RN Supervisor of Medical Management

Location: Irving, TX
Date Posted: 02-01-2019
RN Supervisor of Medical Management - Health Plan
Irving, TX (greater Dallas - Ft Worth area)
***CONTRACT-TO-HIRE opportunity with one of the largest Health Systems in Texas! ***
**Full Time, Benefits Available, expected to convert to a Permanent / Direct Hire position after 7 months! **

 Supervisor of Medical Management  Job Summary:
  • RN Supervisor of Medical Management is to promote the quality and cost effectiveness of prior authorization requests as well as concurrent and retrospective review functions. 
  • This person is responsible for management and oversight of daily managerial operations pertaining to utilization management; including but not limited to training, development of process and quality review programs. 
  • The Manager assists with daily management of staff, auditing functions, and assuring that all staff provides a level of customer service that meets or exceeds the organization’s expectations.
  • Understand, promote and audit the principles of Utilization Management to facilitate the right care at the right time in the right setting. 
  • Communicate effectively and interact with the medical directors, hospitalists, provider offices, staff and health plans daily or as indicated regarding UM and referral authorization issues. 
  • Verify that the following processes are communicated to the Utilization Management Staff and are being followed by conducting monthly audits of the staff’s production:
    • Member benefits are being checked, and denial process is clear
    • Process for collecting data for deferred referrals as well as urgent/stat referrals
    • Staff is compliant with turnaround times for all statuses
 Supervisor of Medical Management  Background:
  • Valid, unrestricted state Registered Nurse (R.N.) license
  • Bachelor of Science in Nursing (B.S.N.) preferred
  • Certification in Case, Utilization, or Quality Management, such as CCM, CPUM/CPUR/CPHM, or CPHQ, is preferred.

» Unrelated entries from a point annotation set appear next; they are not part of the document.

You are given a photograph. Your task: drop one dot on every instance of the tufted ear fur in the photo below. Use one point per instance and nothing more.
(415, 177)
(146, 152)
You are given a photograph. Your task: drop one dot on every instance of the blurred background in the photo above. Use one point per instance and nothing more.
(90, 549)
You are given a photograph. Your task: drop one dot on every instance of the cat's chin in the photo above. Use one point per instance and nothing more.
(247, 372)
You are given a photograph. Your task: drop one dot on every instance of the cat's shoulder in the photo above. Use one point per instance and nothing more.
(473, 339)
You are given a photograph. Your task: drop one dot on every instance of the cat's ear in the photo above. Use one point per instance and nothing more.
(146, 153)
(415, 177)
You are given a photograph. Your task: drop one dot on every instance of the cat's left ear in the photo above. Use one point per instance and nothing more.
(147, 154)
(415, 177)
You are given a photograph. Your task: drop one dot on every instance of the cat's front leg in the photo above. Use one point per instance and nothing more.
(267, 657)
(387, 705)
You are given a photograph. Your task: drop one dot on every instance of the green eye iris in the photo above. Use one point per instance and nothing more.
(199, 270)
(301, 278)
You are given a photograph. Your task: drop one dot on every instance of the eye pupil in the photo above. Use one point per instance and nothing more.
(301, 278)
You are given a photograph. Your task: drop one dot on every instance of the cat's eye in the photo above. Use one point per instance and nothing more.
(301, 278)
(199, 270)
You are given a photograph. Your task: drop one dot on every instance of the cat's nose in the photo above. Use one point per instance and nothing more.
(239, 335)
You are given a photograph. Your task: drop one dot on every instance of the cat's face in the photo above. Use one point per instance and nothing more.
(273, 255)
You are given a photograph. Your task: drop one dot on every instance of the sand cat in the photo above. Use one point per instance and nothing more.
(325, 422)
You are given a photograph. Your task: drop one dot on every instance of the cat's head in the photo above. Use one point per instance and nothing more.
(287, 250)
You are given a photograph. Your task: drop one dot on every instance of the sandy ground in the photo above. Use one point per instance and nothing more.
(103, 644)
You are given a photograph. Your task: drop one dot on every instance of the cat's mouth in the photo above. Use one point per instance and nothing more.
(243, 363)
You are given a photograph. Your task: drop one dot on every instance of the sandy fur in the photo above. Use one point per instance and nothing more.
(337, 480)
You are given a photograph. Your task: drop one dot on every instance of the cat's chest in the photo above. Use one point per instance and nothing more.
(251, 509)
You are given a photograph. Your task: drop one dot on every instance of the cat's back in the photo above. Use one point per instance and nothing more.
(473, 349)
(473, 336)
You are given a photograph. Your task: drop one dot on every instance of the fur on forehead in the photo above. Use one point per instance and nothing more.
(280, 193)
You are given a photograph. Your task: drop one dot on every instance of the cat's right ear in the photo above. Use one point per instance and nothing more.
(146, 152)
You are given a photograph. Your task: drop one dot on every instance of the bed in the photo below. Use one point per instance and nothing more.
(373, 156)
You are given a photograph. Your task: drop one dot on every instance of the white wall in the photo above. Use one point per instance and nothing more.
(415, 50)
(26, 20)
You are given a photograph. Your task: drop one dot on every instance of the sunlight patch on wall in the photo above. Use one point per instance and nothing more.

  • 5+ years of acute care clinical nursing experience.
  • 3+ years of Utilization Management / Utilization Review / Care Coordination experience, including at least 1 year experience at a health plan or other managed care organization (HMO/TPA/IPA/etc).
  • Minimum 3 years of Case Management or Utilization Review supervisory or managerial experience, including oversight of clinical staff.
  • Extensive knowledge of Medicare, Medicaid and similar state health programs, their regulatory guidelines, benefit management and coverage determination, reconsideration, and appeal processes.
  • Experience in training / teaching staffs to meet operational requirements and goals.
  • Strong oral and written communication skills; ability to interact with all levels of internal and external contacts.